As well, the complexity and number of components involved in large-scale clusters can be daunting, so it’s essential to maintain visibility into the day-to-day operations and understand the operational state at any given time. Monitoring GPU utilization and identifying bottlenecks during job execution becomes more difficult. Identifying areas of low utilization and migrating workloads to them is one of the best ways to ensure the highest return on investment.  

For these reasons, GPU‑aware monitoring is essential at scale. Teams need visibility beyond whether or not the node is up. They need to know whether, at any given moment, every accelerator is performing as expected, safely, and consistently. 

This post introduces NVIDIA Fleet Intelligence, an agent-based managed service for continuous monitoring of NVIDIA data center GPUs. It is now generally available. 

What are the key focus areas of GPU monitoring?

Important areas of GPU monitoring include power, temperature, performance, health, and uniform configuration.

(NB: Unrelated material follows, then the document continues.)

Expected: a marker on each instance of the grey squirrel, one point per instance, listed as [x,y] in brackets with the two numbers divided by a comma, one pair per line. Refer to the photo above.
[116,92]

  • Power: Track power utilization and throttling to stay within data center budgets while maximizing performance per watt.
  • Temperature: Detect hotspots and airflow issues early to avoid thermal throttling and premature component aging.
  • Performance: Watch utilization, memory bandwidth, interconnect health, and throttling reasons to spot regressions and imbalance across the fleet.
  • Health: Surface ECC and XID errors, retired pages, HBM/NVLink/PCIe anomalies, and other RAS signals to catch failing parts before they fail.
  • Uniform configuration and integrity: As part of GPU inventory validation, check for consistent drivers, firmware, and BIOS settings to ensure reproducible results and safe operation, as well as verify firmware integrity.

What is NVIDIA Fleet Intelligence?

NVIDIA Fleet Intelligence is a low-level, deployment-agnostic managed service that can be used regardless of software stack or scheduler choice. Initially, the service supports data center GPU and CPU customers that are managing their own infrastructure, and engineers requiring more insight into GPU and CPU behavior. 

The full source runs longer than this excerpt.